Imagination plays a key role in the way we see and hear things, according to new research.

Researchers from the Karolinska Institutet in Sweden has revealed that our thoughts and imagination can not only affect what we see, but what we imagine seeing can affect what we hear and the way our brain interprets sound.

During the experiment, participants dealt with the illusion of two passing objects hitting each other rather than passing each other, when they imagined a sound at the moment of collision between the two objects.

The second experiment involved the volunteers’ spatial perception of a sound that was biased towards a location where they imagined seeing the brief appearance of a white circle.

In the third stage of experiment, the participants’ perception of what a person was saying was altered by their imagination of a particular sound.

The results were published in the journal Current Biology.

Professor Henrik Ehrsson, the principle investigator of the study, said: “This is the first set of experiments to definitively establish that the sensory signals generated by one’s imagination are strong enough to change one’s real-world perception of a different sensory modality.”

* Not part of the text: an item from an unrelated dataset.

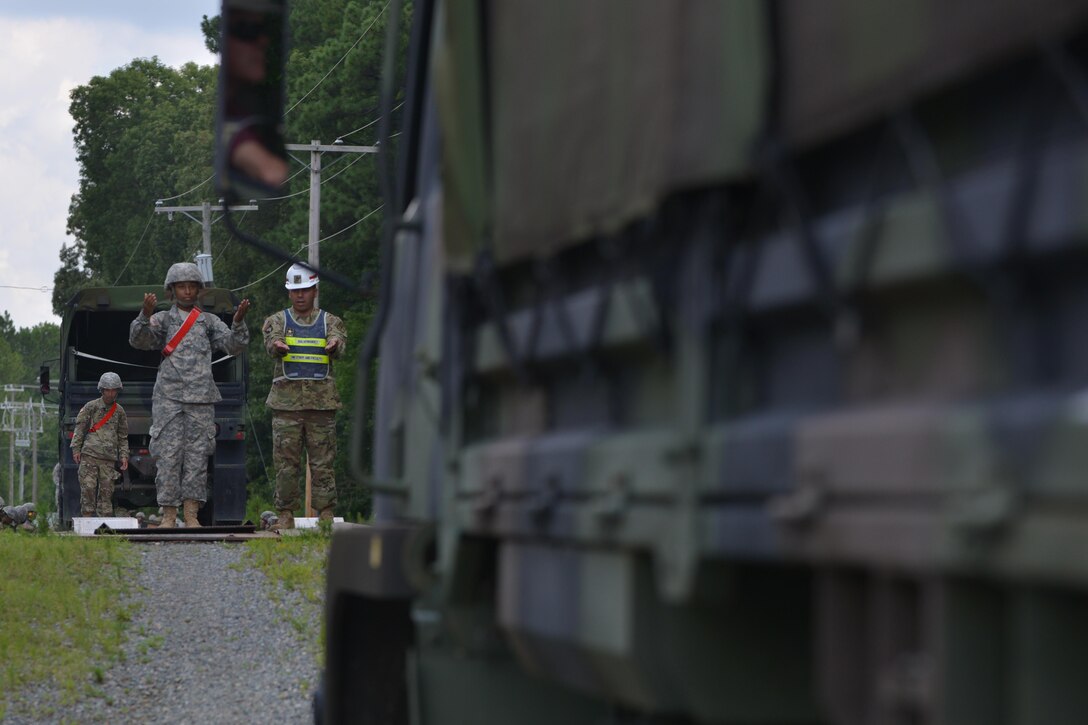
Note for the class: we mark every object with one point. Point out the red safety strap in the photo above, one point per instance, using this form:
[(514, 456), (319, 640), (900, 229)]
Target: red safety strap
[(106, 418), (176, 340)]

The study could help to shed light on why the brain is often unable to distinguish between thought and reality in conditions such as schizophrenia.

It also throws up a number of interesting questions: if our imaginations can affect our physical senses, just how much of seeing is believing? Are our imaginations able to  extend beyond the physical reality we see as well?

The link between imagination and sensory perception has long been known and is often more obvious when it comes to things such as optical illusions, but there are few documented experiments and studies into how this process takes place. This latest experiment may very well provide the key.